Кого-то нежно укоряла:
— Что ж ты меня не выбрал-то. Я же на тебя налюбоваться не могла. Я же тебя звала, а ты меня на другую поменял. Вот мы и маемся, друг друга достать не можем.
Начинала разговаривать со своим соседом Николаем Ивановичем, утешая его:
— А ты ну их, ребятишек, Николай Иваныч. Они по глупости, малые. Ты, Николай Иваныч, Богу молись, он нас всех видит, всех любит.
А то вдруг начинала кричать, вырываться, словно кто-то на нее напал, бьет и терзает:
— За что? За что? Отпустите, Христом Богом молю!
А то вдруг умолкала, открывала глаза и молча, не мигая, смотрела в угол, где кто-то стоял, невидимый Суздальцеву.
— Акулина, — тихо говорила она. — Пришла за мной Акулина.

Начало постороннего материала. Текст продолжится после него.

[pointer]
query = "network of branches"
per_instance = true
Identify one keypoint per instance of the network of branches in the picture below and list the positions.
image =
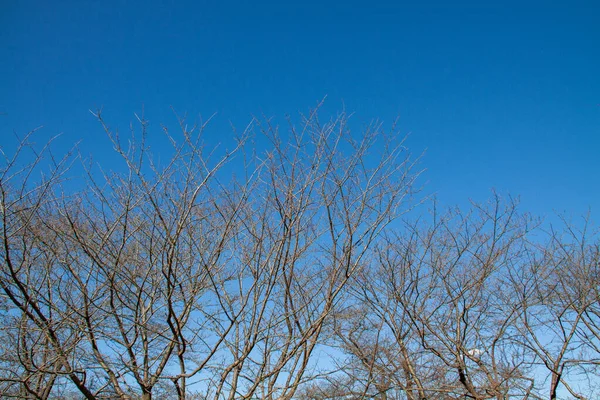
(310, 269)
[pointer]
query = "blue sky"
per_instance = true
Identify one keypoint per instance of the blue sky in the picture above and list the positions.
(502, 95)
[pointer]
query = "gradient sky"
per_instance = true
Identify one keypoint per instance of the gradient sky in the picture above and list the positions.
(502, 95)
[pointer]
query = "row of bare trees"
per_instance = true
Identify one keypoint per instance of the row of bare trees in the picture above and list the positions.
(289, 272)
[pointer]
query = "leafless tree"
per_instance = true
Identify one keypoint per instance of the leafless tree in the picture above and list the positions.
(178, 280)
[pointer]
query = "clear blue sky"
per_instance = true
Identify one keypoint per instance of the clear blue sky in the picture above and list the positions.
(502, 95)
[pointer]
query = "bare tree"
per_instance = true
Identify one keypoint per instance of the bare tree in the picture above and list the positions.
(168, 280)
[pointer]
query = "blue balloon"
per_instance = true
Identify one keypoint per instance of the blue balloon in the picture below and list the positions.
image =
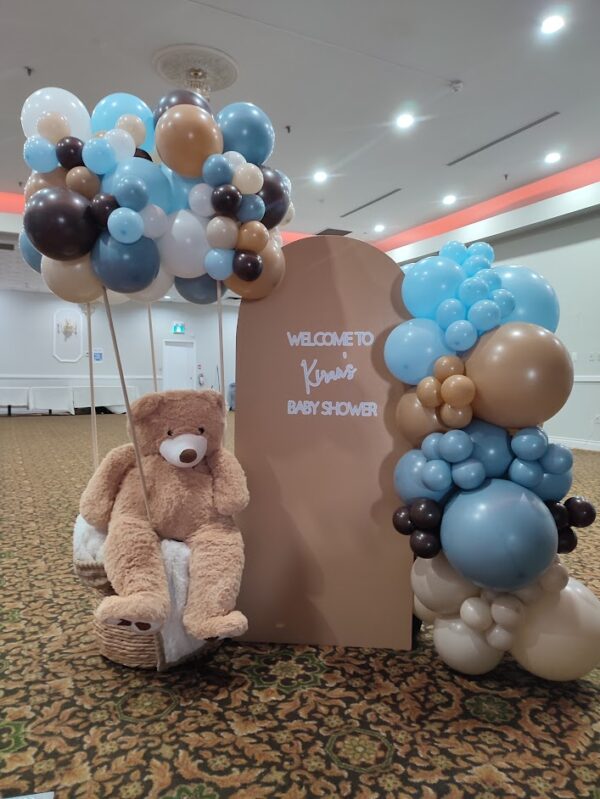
(454, 250)
(436, 475)
(485, 315)
(455, 446)
(557, 459)
(247, 130)
(217, 170)
(529, 444)
(40, 154)
(408, 478)
(412, 348)
(461, 335)
(535, 299)
(30, 255)
(125, 225)
(430, 282)
(125, 267)
(468, 474)
(219, 263)
(131, 192)
(252, 208)
(199, 290)
(106, 114)
(99, 156)
(491, 446)
(500, 536)
(450, 311)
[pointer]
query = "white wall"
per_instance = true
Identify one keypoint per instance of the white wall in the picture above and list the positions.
(26, 341)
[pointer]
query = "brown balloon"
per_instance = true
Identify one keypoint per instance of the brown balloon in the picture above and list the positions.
(429, 392)
(185, 136)
(523, 375)
(458, 390)
(81, 180)
(415, 421)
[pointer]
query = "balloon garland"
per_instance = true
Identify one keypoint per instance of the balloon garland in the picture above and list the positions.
(484, 488)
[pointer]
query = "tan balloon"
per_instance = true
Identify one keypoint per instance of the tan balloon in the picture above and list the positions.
(73, 281)
(53, 126)
(415, 421)
(81, 180)
(185, 136)
(523, 375)
(253, 236)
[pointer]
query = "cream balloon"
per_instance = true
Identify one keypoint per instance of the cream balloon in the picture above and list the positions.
(559, 636)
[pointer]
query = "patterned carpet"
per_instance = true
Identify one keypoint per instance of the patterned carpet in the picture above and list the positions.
(255, 721)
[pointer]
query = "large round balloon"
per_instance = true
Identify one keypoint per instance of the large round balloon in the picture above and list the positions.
(125, 267)
(60, 224)
(500, 536)
(535, 299)
(523, 375)
(412, 349)
(247, 130)
(559, 636)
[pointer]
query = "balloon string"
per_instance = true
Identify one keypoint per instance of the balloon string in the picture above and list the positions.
(152, 353)
(92, 391)
(134, 439)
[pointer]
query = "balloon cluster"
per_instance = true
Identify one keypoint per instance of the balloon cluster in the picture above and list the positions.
(483, 486)
(101, 211)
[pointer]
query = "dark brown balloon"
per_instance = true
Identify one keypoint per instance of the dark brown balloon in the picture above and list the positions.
(60, 224)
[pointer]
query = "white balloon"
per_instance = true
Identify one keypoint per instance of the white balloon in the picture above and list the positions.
(156, 222)
(61, 101)
(463, 648)
(184, 245)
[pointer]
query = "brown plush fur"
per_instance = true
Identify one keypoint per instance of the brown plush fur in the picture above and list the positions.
(192, 505)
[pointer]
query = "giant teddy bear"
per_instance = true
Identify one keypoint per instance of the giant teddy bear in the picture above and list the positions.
(194, 487)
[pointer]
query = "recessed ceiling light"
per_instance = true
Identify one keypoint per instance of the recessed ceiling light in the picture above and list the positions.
(552, 24)
(405, 121)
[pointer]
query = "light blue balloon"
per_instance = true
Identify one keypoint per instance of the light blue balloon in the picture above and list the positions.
(485, 315)
(535, 299)
(461, 335)
(125, 225)
(491, 446)
(450, 311)
(408, 480)
(468, 474)
(106, 114)
(530, 444)
(247, 130)
(557, 459)
(436, 475)
(219, 263)
(500, 536)
(412, 348)
(29, 253)
(454, 250)
(455, 446)
(40, 154)
(430, 282)
(99, 156)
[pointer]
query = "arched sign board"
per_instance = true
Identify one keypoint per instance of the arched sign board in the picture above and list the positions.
(315, 433)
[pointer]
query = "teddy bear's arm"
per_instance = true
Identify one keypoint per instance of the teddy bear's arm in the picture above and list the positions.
(98, 498)
(229, 483)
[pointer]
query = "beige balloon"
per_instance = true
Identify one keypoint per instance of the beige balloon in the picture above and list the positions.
(73, 281)
(559, 636)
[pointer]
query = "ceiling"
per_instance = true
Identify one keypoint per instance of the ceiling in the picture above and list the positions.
(338, 73)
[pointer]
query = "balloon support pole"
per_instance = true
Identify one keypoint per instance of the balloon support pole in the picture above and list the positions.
(134, 439)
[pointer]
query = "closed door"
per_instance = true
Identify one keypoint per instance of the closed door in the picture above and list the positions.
(179, 364)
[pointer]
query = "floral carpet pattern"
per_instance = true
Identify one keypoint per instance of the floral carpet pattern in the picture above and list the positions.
(253, 721)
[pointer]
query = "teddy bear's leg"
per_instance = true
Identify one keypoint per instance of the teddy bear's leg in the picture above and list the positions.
(135, 568)
(216, 564)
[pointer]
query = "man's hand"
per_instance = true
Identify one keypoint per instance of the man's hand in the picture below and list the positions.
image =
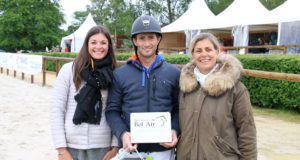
(127, 142)
(174, 141)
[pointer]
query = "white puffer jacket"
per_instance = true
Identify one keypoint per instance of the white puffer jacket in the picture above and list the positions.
(65, 133)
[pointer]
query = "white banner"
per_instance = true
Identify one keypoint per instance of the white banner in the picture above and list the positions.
(29, 64)
(150, 127)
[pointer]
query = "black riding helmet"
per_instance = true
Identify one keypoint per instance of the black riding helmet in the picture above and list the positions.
(145, 24)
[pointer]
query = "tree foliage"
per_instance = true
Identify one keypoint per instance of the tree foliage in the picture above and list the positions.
(271, 4)
(29, 24)
(166, 11)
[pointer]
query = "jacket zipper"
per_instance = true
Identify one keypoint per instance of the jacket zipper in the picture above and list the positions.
(148, 94)
(154, 86)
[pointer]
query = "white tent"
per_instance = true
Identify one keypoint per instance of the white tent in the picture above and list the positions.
(241, 17)
(76, 39)
(194, 18)
(240, 12)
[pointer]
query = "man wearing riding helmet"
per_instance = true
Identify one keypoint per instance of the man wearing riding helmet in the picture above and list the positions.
(146, 83)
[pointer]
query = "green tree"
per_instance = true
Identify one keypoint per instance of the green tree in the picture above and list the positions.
(79, 17)
(165, 10)
(30, 24)
(116, 15)
(271, 4)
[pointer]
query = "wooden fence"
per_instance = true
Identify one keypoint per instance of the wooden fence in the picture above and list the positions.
(246, 72)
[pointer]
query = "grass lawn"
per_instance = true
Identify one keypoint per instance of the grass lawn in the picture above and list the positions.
(290, 116)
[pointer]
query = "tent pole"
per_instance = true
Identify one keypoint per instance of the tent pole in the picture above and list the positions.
(190, 38)
(115, 38)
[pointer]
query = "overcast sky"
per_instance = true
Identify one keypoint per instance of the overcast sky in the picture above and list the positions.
(69, 7)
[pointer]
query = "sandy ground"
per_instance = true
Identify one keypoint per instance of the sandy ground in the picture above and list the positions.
(25, 130)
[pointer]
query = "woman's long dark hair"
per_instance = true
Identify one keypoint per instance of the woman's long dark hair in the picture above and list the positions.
(83, 57)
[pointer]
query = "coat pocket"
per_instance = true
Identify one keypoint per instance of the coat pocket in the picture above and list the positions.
(224, 147)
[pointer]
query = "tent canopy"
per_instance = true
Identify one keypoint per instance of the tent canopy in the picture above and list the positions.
(240, 12)
(76, 39)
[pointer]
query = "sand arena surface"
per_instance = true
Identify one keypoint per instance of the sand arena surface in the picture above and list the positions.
(25, 129)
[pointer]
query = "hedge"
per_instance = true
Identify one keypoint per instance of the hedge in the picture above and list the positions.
(264, 92)
(273, 93)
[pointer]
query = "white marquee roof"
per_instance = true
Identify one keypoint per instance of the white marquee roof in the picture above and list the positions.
(240, 12)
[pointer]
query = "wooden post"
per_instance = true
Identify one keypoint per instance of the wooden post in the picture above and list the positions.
(246, 51)
(44, 71)
(32, 78)
(284, 50)
(57, 66)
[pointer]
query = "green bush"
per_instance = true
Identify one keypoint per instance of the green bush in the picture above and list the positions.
(273, 93)
(264, 92)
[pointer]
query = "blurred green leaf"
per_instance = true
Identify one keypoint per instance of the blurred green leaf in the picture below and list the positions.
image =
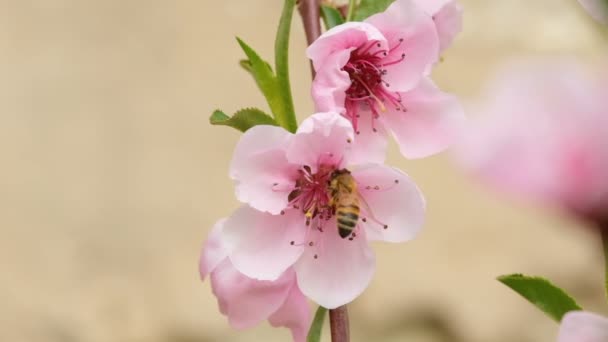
(242, 120)
(287, 116)
(554, 301)
(314, 334)
(331, 16)
(368, 8)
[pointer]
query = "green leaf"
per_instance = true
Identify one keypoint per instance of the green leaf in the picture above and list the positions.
(314, 334)
(265, 79)
(554, 301)
(331, 16)
(287, 118)
(368, 8)
(242, 120)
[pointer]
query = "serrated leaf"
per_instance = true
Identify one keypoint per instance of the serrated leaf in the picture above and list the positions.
(242, 120)
(367, 8)
(314, 333)
(265, 79)
(552, 300)
(331, 16)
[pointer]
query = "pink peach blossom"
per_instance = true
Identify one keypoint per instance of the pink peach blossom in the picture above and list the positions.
(374, 73)
(247, 301)
(288, 221)
(447, 15)
(580, 326)
(598, 9)
(545, 136)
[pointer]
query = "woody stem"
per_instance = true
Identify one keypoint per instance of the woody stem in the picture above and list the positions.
(338, 323)
(309, 11)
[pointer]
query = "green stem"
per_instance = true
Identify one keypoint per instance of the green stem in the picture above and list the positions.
(352, 4)
(281, 55)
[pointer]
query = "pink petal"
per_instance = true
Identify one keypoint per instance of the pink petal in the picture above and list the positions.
(258, 164)
(345, 37)
(246, 301)
(580, 326)
(322, 138)
(213, 251)
(430, 123)
(404, 20)
(341, 271)
(598, 9)
(369, 146)
(259, 244)
(331, 83)
(394, 201)
(544, 136)
(293, 314)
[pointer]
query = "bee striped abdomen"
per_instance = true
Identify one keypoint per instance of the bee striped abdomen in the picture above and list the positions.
(347, 216)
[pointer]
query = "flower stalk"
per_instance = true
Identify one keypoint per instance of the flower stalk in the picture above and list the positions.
(338, 323)
(603, 226)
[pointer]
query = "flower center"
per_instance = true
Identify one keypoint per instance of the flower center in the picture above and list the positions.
(366, 69)
(311, 193)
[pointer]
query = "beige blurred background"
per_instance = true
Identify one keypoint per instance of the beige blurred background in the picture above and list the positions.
(111, 177)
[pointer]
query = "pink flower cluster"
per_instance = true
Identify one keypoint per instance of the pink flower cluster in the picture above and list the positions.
(545, 136)
(313, 201)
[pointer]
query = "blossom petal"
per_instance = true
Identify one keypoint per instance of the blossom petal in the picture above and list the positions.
(259, 244)
(340, 38)
(419, 48)
(293, 314)
(341, 270)
(213, 251)
(430, 123)
(390, 198)
(323, 138)
(331, 82)
(259, 167)
(247, 301)
(369, 145)
(580, 326)
(598, 9)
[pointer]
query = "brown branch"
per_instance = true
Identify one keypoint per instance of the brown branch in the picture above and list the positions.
(309, 11)
(338, 323)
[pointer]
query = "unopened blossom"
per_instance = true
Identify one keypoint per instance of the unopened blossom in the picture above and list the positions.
(598, 9)
(581, 326)
(289, 219)
(374, 73)
(247, 302)
(543, 136)
(447, 15)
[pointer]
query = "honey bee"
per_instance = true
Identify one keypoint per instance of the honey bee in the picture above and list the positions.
(344, 201)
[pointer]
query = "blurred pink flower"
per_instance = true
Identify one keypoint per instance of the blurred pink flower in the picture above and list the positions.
(580, 326)
(598, 9)
(447, 15)
(247, 301)
(545, 136)
(289, 221)
(374, 74)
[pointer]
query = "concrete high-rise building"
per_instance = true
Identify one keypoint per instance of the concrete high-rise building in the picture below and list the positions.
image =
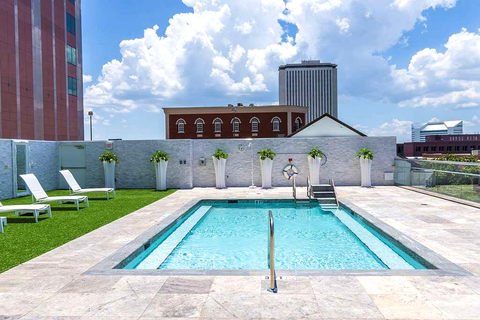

Он чувствовал, как она уходит. Не хочет расставаться со своим домом, деревянной столешницей, половицами с кольцом, цветком на окне, с котом, дремлющим на сундуке. Хватала руку Суздальцева, словно старалась удержаться, а ее сносило, отрывало, тянуло прочь. Он не отнимал руку. Умоляла кого-то не уводить ее, оставить ее здесь, предлагала вместо себя часть своей жизни и молодости. И одновременно боялась, что та, кто звалась Акулиной, услышит ее и заберет с собой.
Внезапно тетя Поля открыла глаза, и дыхание ее стало ровней и тише:
— Петруха, давай прощаться. Пора. Ты иди, отдыхай. Чай, целую ночь без сна. — Она отпустила его руку, и ему показалось, что она слабо оттолкнула его. Будто примирилась с тем, что ее уводят, и у ней больше не было сил противиться. Она отсылала Суздальцева, передавая себя той, невидимой, что подступила к ее изголовью.
Суздальцев ушел за перегородку и заснул, слыша, как барабанит в стекло дождь. Проснулся на тусклом рассвете. Осторожно вышел из-за перегородки. Тетя Поля не дышала, свесила руку, и рука была чуть теплой.
В тот же день из-под Серпухова приехала племянница, грузная, с больными ногами женщина в черном платочке. Соседки принялись хлопотать над покойницей. Обмывали, гремели тазами. Извлекли из сундука припрятанное для этого случая облачение. Обрядили тетю Полю в стираную юбку, белую блузку, чистые чулки. Повязали голубенький платочек. Однорукий плотник Федор Иванович сшил наспех гроб из сырых досок, и тетю Полю положили на стол посреди избы. Соседка читала над ней большую, замусоленную церковную книгу, сбиваясь, путая слова. Иван Михалыч строго и недовольно слушал женщину, смотрел на жену, лежавшую в гробу с тонкой горящей свечкой.